Beyond the Clinic: Towards an Ecological, Environmental, and Contextual Approach to Mental Health - Part One

Mental Health at the Beginning of the 20th Century: An Individual Need
From a historical perspective, the development of psychological disciplines aimed at exploring individual distress is inseparable from the birth of modern social structures between the late 19th and early 20th centuries. Although practices of caring for existential malaise have their roots at the dawn of time, with different therapeutic knowledge and figures over the centuries, it is only with the evolution of industrialised, urbanised, and capitalist societies that the issue of psychological suffering asserts itself—marked by the need forspecialised, technical knowledge that could offer targeted intervention strategies. From the outset, from both a cognitive and operational perspective, the general strategy for responding to psychological needs and pursuing practical goals has been the clinical approach. This approach asserted itself strongly, particularly due to its operational form, which aligned closely with individualistic socio-economic frameworks and its scientific reference model, which adopted medicine as the guiding orientation for its practice. Indeed, the clinical approach makes it possible to address psychological distress at the level of the individual—understood as the bearer of a problem in relation to social equilibrium. It provides medical-diagnostic lenses and a specific lexicon, and locates in the individual, and their capacities, the ability—or inability—to confront the challenges posed by life. This view of mental health as a disorder or dysfunction of the individual, which can be restored through clinical intervention, was extremely widespread and hegemonic until the early 2000s, is undoubtedly effective and pertinent, but its scope - legal, epistemological, and social - is limited.

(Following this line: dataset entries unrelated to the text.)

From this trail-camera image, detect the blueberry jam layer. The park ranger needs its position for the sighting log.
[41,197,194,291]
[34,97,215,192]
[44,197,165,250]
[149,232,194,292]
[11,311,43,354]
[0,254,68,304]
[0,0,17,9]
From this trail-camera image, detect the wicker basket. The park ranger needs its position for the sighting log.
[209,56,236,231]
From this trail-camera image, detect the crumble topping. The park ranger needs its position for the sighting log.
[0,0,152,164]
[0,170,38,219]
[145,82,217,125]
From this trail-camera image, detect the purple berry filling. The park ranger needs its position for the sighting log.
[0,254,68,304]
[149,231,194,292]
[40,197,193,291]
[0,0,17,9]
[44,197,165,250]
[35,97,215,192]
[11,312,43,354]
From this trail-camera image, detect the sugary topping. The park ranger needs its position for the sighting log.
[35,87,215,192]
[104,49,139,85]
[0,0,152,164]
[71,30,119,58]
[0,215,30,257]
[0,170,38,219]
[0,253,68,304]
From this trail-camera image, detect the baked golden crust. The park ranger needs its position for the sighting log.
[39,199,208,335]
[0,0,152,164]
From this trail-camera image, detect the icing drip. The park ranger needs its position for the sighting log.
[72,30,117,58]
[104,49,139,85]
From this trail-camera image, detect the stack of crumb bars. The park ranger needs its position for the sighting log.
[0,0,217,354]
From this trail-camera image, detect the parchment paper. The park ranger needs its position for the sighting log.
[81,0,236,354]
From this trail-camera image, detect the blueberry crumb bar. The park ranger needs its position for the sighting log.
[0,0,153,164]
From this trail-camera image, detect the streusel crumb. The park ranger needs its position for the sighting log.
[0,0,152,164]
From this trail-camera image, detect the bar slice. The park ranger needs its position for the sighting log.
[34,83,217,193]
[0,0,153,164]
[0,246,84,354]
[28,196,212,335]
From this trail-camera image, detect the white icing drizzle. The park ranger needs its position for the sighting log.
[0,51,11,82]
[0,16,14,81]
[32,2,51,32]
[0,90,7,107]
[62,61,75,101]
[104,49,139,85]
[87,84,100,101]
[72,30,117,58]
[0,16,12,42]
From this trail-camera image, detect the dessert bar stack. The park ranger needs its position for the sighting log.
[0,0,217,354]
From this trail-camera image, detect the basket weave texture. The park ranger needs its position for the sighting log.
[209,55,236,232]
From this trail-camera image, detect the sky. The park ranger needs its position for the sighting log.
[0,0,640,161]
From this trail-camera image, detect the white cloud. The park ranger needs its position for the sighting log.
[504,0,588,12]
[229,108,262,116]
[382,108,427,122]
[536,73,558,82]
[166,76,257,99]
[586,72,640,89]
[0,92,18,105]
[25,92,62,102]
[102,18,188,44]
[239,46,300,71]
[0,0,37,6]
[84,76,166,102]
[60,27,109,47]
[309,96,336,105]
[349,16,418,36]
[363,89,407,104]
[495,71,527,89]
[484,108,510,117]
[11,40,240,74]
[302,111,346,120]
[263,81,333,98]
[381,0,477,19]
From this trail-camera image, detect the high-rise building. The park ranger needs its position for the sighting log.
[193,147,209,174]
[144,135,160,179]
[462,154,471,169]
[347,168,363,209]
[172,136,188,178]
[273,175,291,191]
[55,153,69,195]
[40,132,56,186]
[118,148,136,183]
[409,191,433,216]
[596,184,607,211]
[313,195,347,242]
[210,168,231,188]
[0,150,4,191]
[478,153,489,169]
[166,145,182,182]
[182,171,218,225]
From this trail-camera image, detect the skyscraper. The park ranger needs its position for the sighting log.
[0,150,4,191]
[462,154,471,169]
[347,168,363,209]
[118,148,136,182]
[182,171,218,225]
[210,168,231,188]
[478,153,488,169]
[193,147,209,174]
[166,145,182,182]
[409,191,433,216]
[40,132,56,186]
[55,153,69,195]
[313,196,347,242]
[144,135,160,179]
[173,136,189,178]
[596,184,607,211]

Second Half of the 20th Century: A Gradual Paradigm Shift
Soon, indeed, scientific communities across various fields began to question not only the characteristics of the individual that make them vulnerable to psychological distress but also the social processes in which they participate, and the health-generating (salutogenic) or detrimental roles these processes may play. Similarly, at the legal-legislative level, there has been increasing reflection on the responsibility that social and institutional frameworks not only to protect mental health, but also to actively promote it. It is therefore no coincidence that institutional attention to the development of legal-legislative frameworks, policies, and interventions aimed at supporting psychological health —particularly in Western, educated, industrialised, rich, and democratic (WEIRD) countries—emerged in the second half of the 20th century, prompted by the dramatic political, social, and military events that had shaken the world to varying degrees. It is within this context that both transnational legal and legislative instruments— such as the Universal Declaration of Human Rights— and scientific, health, and social orientationssuch as the World Health Organization's (WHO) definition of Health—began to assert themselves almost simultaneously. In parallel, albeit at different and sometimes uncoordinated paces, individual nations and scientific communities further developed their conceptual and operational proposals within a legal framework that recognised and protected mental health across its various domains, contexts, and dimensions of expression. Starting from the 1950s and 1960s,, fundamental reflections in the legal, legislative, bioethical, scientific, health, and public health fields have continued to emerge up to the present day. These reflections have increasingly emphasised the need to shift—or rather, to complement—the focus on individual and personological determinants with insights drawn from social and community psychology.
Particularly in Latin American countries, the United States of America, and Europe, the clinical perspective was quickly complemented by a social-community approach. The defining feature of this latter perspective lies in its emphasis on the critical, active, and formative role of individuals’ living contexts, with their formal, informal, implicit, or explicit rules,in shaping healthy environments. It is not so much the rejection of a clinical-individual perspective as a shift in emphasis towards the extent to which socially and culturally shared norms influence individual towards healthy lifestyles and behaviors and belonging to sensitive, equitable, and horizontal communities, in which individual uniqueness could be harmoniously aligned with social diversity and oriented towards cohesive living.